The Theory of Constraints (TOC) is a management model that views any manageable system as being limited in achieving more of its goals by a very small number of constraints. There is always at least one constraint. TOC uses a focusing process to find the constraint and restructure the rest of the organization around it. TOC adopts the common idiom “a chain is no stronger than its weakest link.” This means that processes, organizations, etc., are vulnerable because the weakest person or part can always damage or break them or at least adversely affect the outcome. TOC views that all organizations exist to create shareholder value. There are two necessary conditions satisfied customers and satisfied staff. In our approach we expand the view to encompass the entire workforce. Organizations rely on the entire workforce to deliver value to customers.
Strategic Doing teaches people how to form collaborations quickly, move them toward measurable outcomes and make adjustments along the way. In today’s world, collaboration is essential to meet the complex challenges we face. Strategic Doing enables leaders to design and guide new networks that generate creative solutions. It is a new strategy discipline that is lean, agile and fast—just what organizations, communities and regions need to survive and thrive.
The diagram below combines TOC and Strategic Doing for a dynamic process of strategic execution.
For not-for-profit organizations defining shareholder value is often more challenge. In Associations, members may be the shareholders, workforce and customers all at the same time. Thus knowing who the shareholders, workforce and customers is essential to effectively achieving strategy.

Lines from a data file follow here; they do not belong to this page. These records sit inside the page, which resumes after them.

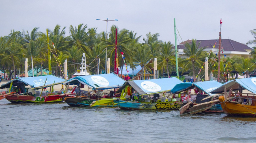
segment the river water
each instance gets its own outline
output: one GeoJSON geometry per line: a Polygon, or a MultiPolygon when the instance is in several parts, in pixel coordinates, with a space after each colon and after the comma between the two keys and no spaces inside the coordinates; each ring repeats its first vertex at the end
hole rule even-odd
{"type": "Polygon", "coordinates": [[[256,118],[0,101],[0,143],[255,142],[256,118]],[[161,119],[170,117],[167,118],[161,119]],[[154,119],[161,119],[157,120],[154,119]]]}

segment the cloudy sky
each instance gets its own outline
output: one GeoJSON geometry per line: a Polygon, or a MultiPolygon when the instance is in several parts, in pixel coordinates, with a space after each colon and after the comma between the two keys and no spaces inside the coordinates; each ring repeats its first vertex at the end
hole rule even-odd
{"type": "MultiPolygon", "coordinates": [[[[174,18],[181,37],[188,39],[218,39],[222,19],[223,39],[242,43],[253,39],[249,32],[256,29],[255,0],[2,0],[0,5],[0,36],[10,31],[30,32],[35,27],[46,32],[57,24],[66,26],[81,23],[96,27],[98,33],[115,24],[119,28],[134,31],[142,36],[159,33],[159,40],[174,43],[174,18]]],[[[251,47],[253,45],[249,46],[251,47]]]]}

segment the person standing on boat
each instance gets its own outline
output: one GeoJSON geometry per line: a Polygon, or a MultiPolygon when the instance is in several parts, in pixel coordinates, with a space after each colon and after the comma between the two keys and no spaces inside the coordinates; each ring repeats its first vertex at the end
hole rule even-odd
{"type": "Polygon", "coordinates": [[[190,79],[190,82],[192,83],[194,82],[194,79],[193,79],[193,77],[191,77],[191,79],[190,79]]]}

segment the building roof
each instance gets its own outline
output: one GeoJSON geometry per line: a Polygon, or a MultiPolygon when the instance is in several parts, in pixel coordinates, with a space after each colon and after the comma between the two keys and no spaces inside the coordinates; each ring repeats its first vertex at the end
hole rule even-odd
{"type": "MultiPolygon", "coordinates": [[[[188,40],[188,42],[190,41],[188,40]]],[[[196,40],[196,44],[198,44],[200,42],[200,44],[199,47],[206,47],[206,49],[212,49],[214,44],[216,42],[216,40],[196,40]]],[[[185,42],[181,43],[181,44],[177,45],[178,49],[185,49],[185,42]]],[[[219,47],[219,40],[216,43],[214,48],[216,49],[219,47]]],[[[189,43],[191,43],[192,42],[189,43]]],[[[225,51],[238,51],[238,52],[247,52],[245,50],[252,50],[252,49],[243,44],[235,41],[229,39],[221,40],[222,47],[225,51]]]]}

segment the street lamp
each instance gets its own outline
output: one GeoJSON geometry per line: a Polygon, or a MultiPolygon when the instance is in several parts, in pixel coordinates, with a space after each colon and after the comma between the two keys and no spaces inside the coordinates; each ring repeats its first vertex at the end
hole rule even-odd
{"type": "MultiPolygon", "coordinates": [[[[106,31],[106,40],[107,40],[107,22],[109,21],[118,21],[118,20],[109,20],[108,18],[107,18],[107,20],[100,20],[99,19],[96,19],[96,20],[102,20],[103,21],[105,21],[107,22],[107,31],[106,31]]],[[[105,59],[105,74],[107,74],[107,48],[106,47],[106,59],[105,59]]]]}

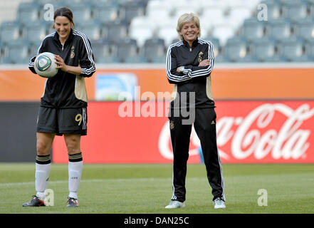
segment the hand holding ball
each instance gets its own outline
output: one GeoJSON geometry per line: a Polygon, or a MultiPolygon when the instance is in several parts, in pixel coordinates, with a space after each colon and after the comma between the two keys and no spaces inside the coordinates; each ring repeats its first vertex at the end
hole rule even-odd
{"type": "Polygon", "coordinates": [[[43,52],[35,58],[34,69],[36,73],[43,78],[52,78],[58,73],[58,65],[55,63],[55,55],[43,52]]]}

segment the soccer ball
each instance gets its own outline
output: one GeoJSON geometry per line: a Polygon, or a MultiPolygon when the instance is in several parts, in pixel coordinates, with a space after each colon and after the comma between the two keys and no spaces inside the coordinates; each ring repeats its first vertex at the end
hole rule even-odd
{"type": "Polygon", "coordinates": [[[52,78],[58,73],[55,56],[50,52],[43,52],[35,58],[33,67],[36,73],[43,78],[52,78]]]}

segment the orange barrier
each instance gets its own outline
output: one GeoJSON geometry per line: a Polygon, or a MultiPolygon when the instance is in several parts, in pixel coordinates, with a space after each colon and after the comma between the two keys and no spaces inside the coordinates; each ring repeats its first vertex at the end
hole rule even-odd
{"type": "MultiPolygon", "coordinates": [[[[89,100],[95,98],[95,78],[101,73],[132,73],[142,93],[172,92],[165,69],[98,68],[85,79],[89,100]]],[[[314,98],[314,68],[214,68],[212,91],[215,99],[314,98]]],[[[0,70],[0,100],[39,100],[45,78],[27,70],[0,70]]]]}

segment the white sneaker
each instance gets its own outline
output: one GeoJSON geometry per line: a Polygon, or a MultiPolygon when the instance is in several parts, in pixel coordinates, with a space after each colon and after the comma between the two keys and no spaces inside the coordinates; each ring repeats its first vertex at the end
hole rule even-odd
{"type": "Polygon", "coordinates": [[[181,202],[177,200],[172,200],[169,204],[169,205],[166,206],[164,208],[172,209],[172,208],[180,208],[184,207],[185,207],[184,202],[181,202]]]}
{"type": "Polygon", "coordinates": [[[214,200],[213,203],[214,203],[214,209],[226,208],[224,202],[221,199],[217,198],[215,200],[214,200]]]}

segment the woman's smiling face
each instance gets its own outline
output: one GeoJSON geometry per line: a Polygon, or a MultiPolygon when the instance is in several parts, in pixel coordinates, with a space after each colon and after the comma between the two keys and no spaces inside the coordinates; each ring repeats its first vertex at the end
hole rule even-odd
{"type": "Polygon", "coordinates": [[[188,43],[193,43],[197,38],[199,28],[194,21],[185,23],[180,30],[180,35],[188,43]]]}
{"type": "Polygon", "coordinates": [[[58,16],[55,19],[54,27],[59,35],[59,38],[61,41],[65,41],[68,39],[68,36],[70,35],[72,23],[66,16],[58,16]]]}

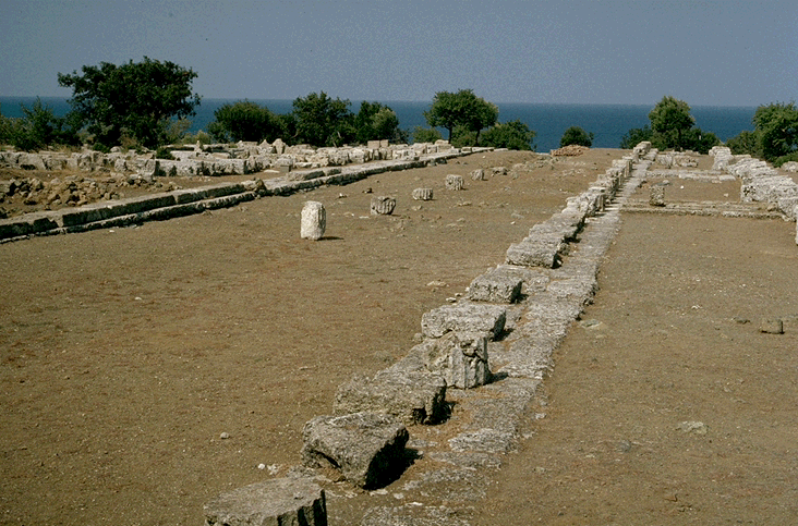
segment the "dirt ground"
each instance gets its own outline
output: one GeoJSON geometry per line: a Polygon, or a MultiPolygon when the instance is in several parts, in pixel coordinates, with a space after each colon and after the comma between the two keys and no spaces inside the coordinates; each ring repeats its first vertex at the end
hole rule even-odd
{"type": "MultiPolygon", "coordinates": [[[[202,524],[215,496],[299,464],[340,383],[403,356],[423,313],[622,154],[473,182],[535,159],[481,154],[1,245],[0,524],[202,524]],[[446,192],[448,173],[467,189],[446,192]],[[435,200],[412,200],[419,186],[435,200]],[[368,215],[370,188],[398,198],[394,216],[368,215]],[[307,199],[327,208],[319,242],[299,238],[307,199]]],[[[685,182],[679,198],[736,200],[725,185],[685,182]]],[[[796,259],[795,223],[626,215],[546,417],[474,524],[794,522],[796,259]],[[785,334],[759,333],[761,317],[785,334]]]]}

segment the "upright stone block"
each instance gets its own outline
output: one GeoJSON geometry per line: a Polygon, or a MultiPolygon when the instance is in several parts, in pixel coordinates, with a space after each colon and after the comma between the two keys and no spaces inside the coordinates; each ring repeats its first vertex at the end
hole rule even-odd
{"type": "Polygon", "coordinates": [[[327,228],[327,212],[324,205],[315,200],[309,200],[302,208],[302,229],[300,235],[303,240],[318,241],[327,228]]]}
{"type": "Polygon", "coordinates": [[[415,188],[413,191],[413,199],[415,200],[432,200],[433,189],[432,188],[415,188]]]}
{"type": "Polygon", "coordinates": [[[396,199],[386,196],[372,197],[371,212],[373,216],[390,216],[396,208],[396,199]]]}
{"type": "Polygon", "coordinates": [[[446,176],[446,189],[462,189],[463,188],[463,180],[462,175],[455,175],[449,174],[446,176]]]}
{"type": "Polygon", "coordinates": [[[275,478],[223,493],[204,506],[206,526],[327,526],[324,490],[305,478],[275,478]]]}
{"type": "Polygon", "coordinates": [[[311,467],[336,467],[355,486],[380,488],[404,470],[410,436],[392,417],[379,413],[317,416],[302,430],[302,460],[311,467]]]}

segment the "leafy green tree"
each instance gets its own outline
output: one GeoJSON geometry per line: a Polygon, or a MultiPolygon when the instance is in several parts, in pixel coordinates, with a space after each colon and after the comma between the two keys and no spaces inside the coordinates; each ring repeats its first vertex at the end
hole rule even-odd
{"type": "Polygon", "coordinates": [[[427,124],[452,132],[456,126],[463,126],[474,133],[474,145],[479,143],[480,131],[496,123],[498,108],[485,99],[474,95],[472,89],[460,89],[457,93],[438,91],[433,98],[428,111],[424,112],[427,124]]]}
{"type": "Polygon", "coordinates": [[[117,145],[123,134],[146,147],[166,143],[173,118],[194,114],[200,96],[192,94],[196,73],[169,61],[150,60],[116,65],[84,65],[82,74],[58,74],[73,89],[70,105],[96,143],[117,145]]]}
{"type": "Polygon", "coordinates": [[[648,124],[643,127],[633,127],[624,134],[618,147],[630,150],[643,140],[651,140],[652,135],[651,127],[648,124]]]}
{"type": "Polygon", "coordinates": [[[341,146],[355,139],[354,115],[349,100],[312,93],[293,101],[295,143],[313,146],[341,146]]]}
{"type": "Polygon", "coordinates": [[[798,109],[795,102],[760,106],[753,114],[759,152],[767,161],[798,149],[798,109]]]}
{"type": "Polygon", "coordinates": [[[511,150],[531,150],[535,133],[520,119],[505,123],[496,123],[482,134],[481,146],[508,148],[511,150]]]}
{"type": "Polygon", "coordinates": [[[214,111],[214,119],[208,124],[208,133],[219,143],[264,139],[273,143],[285,134],[279,115],[249,100],[220,106],[214,111]]]}
{"type": "Polygon", "coordinates": [[[415,126],[413,129],[413,143],[435,143],[444,138],[435,127],[415,126]]]}
{"type": "Polygon", "coordinates": [[[593,146],[593,138],[592,132],[588,133],[579,126],[571,126],[565,131],[563,137],[559,139],[559,147],[561,148],[564,146],[576,144],[590,148],[593,146]]]}
{"type": "Polygon", "coordinates": [[[407,143],[408,133],[399,129],[399,118],[388,106],[363,101],[354,117],[355,139],[360,144],[368,140],[388,139],[407,143]]]}

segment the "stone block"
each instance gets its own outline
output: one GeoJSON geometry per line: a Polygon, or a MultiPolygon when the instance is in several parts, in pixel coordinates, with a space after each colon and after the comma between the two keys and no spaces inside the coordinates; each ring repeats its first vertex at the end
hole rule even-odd
{"type": "Polygon", "coordinates": [[[421,332],[426,338],[440,338],[447,332],[487,333],[497,340],[505,330],[507,309],[498,305],[444,305],[424,313],[421,332]]]}
{"type": "Polygon", "coordinates": [[[406,467],[408,430],[389,415],[317,416],[305,424],[302,437],[306,466],[335,467],[365,489],[390,484],[406,467]]]}
{"type": "Polygon", "coordinates": [[[385,413],[406,425],[435,424],[447,413],[446,380],[426,370],[391,367],[374,379],[355,376],[340,386],[332,407],[338,415],[385,413]]]}
{"type": "Polygon", "coordinates": [[[448,332],[414,346],[410,354],[442,375],[448,387],[472,389],[491,381],[484,333],[448,332]]]}
{"type": "Polygon", "coordinates": [[[374,196],[371,203],[371,212],[373,216],[390,216],[396,208],[396,199],[386,196],[374,196]]]}
{"type": "Polygon", "coordinates": [[[432,200],[433,189],[432,188],[415,188],[413,191],[413,199],[415,200],[432,200]]]}
{"type": "Polygon", "coordinates": [[[450,173],[446,176],[446,189],[462,189],[463,188],[463,180],[462,175],[455,175],[454,173],[450,173]]]}
{"type": "Polygon", "coordinates": [[[222,493],[204,506],[206,526],[327,526],[324,490],[306,478],[275,478],[222,493]]]}
{"type": "Polygon", "coordinates": [[[521,296],[523,280],[498,270],[477,276],[469,285],[473,302],[515,303],[521,296]]]}
{"type": "Polygon", "coordinates": [[[649,205],[653,207],[665,206],[665,186],[662,184],[654,184],[651,186],[649,194],[649,205]]]}
{"type": "Polygon", "coordinates": [[[302,225],[300,236],[303,240],[318,241],[327,228],[327,212],[324,205],[315,200],[309,200],[302,207],[302,225]]]}

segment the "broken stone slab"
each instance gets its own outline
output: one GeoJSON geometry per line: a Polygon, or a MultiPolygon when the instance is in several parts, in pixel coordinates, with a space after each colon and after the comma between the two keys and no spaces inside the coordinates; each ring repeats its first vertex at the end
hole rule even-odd
{"type": "Polygon", "coordinates": [[[446,176],[446,189],[462,189],[463,188],[462,175],[449,174],[446,176]]]}
{"type": "Polygon", "coordinates": [[[488,333],[497,340],[505,330],[507,309],[497,305],[444,305],[424,313],[421,332],[426,338],[440,338],[447,332],[488,333]]]}
{"type": "Polygon", "coordinates": [[[494,269],[480,274],[469,285],[472,302],[515,303],[521,296],[523,280],[509,272],[494,269]]]}
{"type": "Polygon", "coordinates": [[[443,420],[447,414],[446,380],[419,369],[389,368],[374,379],[353,377],[338,388],[335,413],[386,413],[408,426],[443,420]]]}
{"type": "Polygon", "coordinates": [[[374,196],[371,203],[373,216],[390,216],[396,208],[396,199],[387,196],[374,196]]]}
{"type": "Polygon", "coordinates": [[[432,200],[433,189],[432,188],[415,188],[413,191],[413,199],[415,200],[432,200]]]}
{"type": "Polygon", "coordinates": [[[318,241],[324,236],[327,228],[327,212],[324,205],[315,200],[309,200],[302,207],[302,224],[300,236],[303,240],[318,241]]]}
{"type": "Polygon", "coordinates": [[[406,468],[407,428],[383,413],[317,416],[302,430],[302,461],[309,467],[334,467],[355,486],[380,488],[406,468]]]}
{"type": "Polygon", "coordinates": [[[507,249],[506,262],[523,267],[555,268],[560,262],[560,254],[566,245],[557,240],[525,238],[512,243],[507,249]]]}
{"type": "Polygon", "coordinates": [[[324,490],[309,478],[275,478],[222,493],[204,506],[206,526],[327,526],[324,490]]]}
{"type": "Polygon", "coordinates": [[[443,376],[449,387],[472,389],[491,381],[484,333],[448,332],[414,346],[410,355],[443,376]]]}

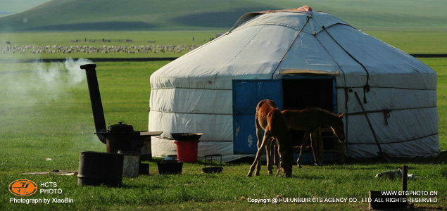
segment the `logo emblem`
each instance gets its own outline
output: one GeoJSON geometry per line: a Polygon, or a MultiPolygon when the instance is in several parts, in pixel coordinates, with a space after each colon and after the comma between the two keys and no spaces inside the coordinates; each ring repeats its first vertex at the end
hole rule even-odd
{"type": "Polygon", "coordinates": [[[9,184],[9,192],[18,196],[29,196],[37,192],[37,185],[28,179],[18,179],[9,184]]]}

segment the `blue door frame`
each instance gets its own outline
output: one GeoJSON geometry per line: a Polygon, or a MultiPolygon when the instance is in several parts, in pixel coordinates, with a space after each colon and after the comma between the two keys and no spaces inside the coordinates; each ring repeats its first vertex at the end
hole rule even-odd
{"type": "MultiPolygon", "coordinates": [[[[333,76],[283,76],[274,79],[233,79],[233,153],[256,154],[258,151],[255,115],[258,103],[263,99],[274,101],[278,108],[283,109],[282,79],[332,79],[334,111],[336,108],[336,89],[333,76]]],[[[294,157],[298,158],[298,154],[294,157]]],[[[302,155],[303,163],[313,162],[312,153],[302,155]]],[[[325,160],[335,160],[334,153],[325,154],[325,160]]]]}

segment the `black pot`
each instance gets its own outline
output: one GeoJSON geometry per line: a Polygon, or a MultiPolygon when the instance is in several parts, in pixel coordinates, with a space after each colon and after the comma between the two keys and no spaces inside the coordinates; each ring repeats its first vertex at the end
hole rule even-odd
{"type": "Polygon", "coordinates": [[[80,151],[77,185],[120,186],[123,158],[122,154],[80,151]]]}

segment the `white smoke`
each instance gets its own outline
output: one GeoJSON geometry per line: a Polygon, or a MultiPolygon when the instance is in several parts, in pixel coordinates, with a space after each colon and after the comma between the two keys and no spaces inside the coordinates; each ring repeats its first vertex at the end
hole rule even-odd
{"type": "Polygon", "coordinates": [[[7,103],[6,108],[16,105],[29,107],[57,100],[85,79],[85,71],[80,66],[92,63],[70,58],[64,63],[6,64],[0,67],[5,70],[0,72],[0,98],[7,103]]]}

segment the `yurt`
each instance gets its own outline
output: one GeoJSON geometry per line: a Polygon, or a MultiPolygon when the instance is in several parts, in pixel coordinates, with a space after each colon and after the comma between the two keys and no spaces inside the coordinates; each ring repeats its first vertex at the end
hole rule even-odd
{"type": "Polygon", "coordinates": [[[151,76],[152,153],[176,153],[171,133],[200,132],[199,157],[256,152],[257,103],[345,113],[344,155],[436,156],[436,73],[327,13],[250,13],[218,38],[151,76]]]}

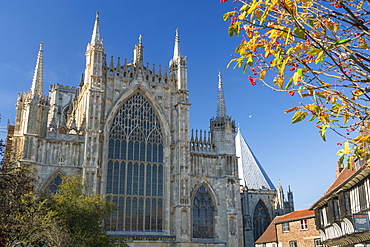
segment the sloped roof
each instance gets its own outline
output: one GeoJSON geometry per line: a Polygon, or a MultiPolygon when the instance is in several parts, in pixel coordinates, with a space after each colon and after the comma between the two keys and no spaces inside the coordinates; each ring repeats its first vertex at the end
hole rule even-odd
{"type": "Polygon", "coordinates": [[[306,218],[312,218],[312,217],[315,217],[314,210],[302,209],[302,210],[297,210],[289,214],[283,215],[281,218],[279,218],[278,221],[275,222],[275,224],[288,222],[288,221],[296,221],[296,220],[301,220],[301,219],[306,219],[306,218]]]}
{"type": "Polygon", "coordinates": [[[351,177],[355,172],[356,172],[356,169],[343,168],[343,170],[339,173],[339,176],[330,185],[330,187],[327,189],[324,195],[330,193],[336,187],[341,185],[344,181],[346,181],[349,177],[351,177]]]}
{"type": "Polygon", "coordinates": [[[275,221],[279,220],[283,216],[276,216],[270,225],[266,228],[264,233],[257,239],[256,244],[272,243],[277,242],[275,221]]]}
{"type": "Polygon", "coordinates": [[[275,190],[274,184],[244,140],[240,129],[238,129],[238,133],[235,137],[235,145],[236,155],[239,157],[238,168],[241,185],[245,185],[249,189],[275,190]]]}

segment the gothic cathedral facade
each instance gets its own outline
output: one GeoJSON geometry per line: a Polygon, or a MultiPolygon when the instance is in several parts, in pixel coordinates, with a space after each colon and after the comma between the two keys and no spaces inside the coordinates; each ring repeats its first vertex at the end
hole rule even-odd
{"type": "Polygon", "coordinates": [[[186,57],[176,32],[168,69],[144,64],[141,37],[131,63],[107,61],[96,15],[78,87],[43,94],[43,49],[31,90],[17,100],[12,153],[33,166],[40,188],[82,175],[88,193],[117,210],[108,233],[130,246],[243,246],[235,122],[219,75],[210,131],[190,131],[186,57]]]}

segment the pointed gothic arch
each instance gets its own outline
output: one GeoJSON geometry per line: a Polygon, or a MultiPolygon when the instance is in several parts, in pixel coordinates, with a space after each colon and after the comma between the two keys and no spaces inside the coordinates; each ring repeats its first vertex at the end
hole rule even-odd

The Goal Alignment Program is a rigorous, sustainable governance model where regulatory policy development is integral to the way organization does work. This model ensured that every human, organizational, technical, and financial resource supports and contributes to achieving the objects of the purpose of the organization in a way that is demonstrable, transparent, measurable, efficient, effective, and comply with its principles, policy directives, and constraints.
Starts with Why – Simon Sinek → The idea that great leaders inspire others by putting:
- the Why (the purpose) before
- the How (the process) or
- the What (the product)
These revolutionary philosophies on leadership can easily be used in any professional and personal situation that calls for inspiration and influence.
Lean Startup provides a scientific approach to creating and managing startups and get a desired product to customers’ hands faster. This method teaches you how to drive a startup-how to steer, when to turn, and when to persevere-and grow a business with greatest acceleration. It is a principled approach to new product development.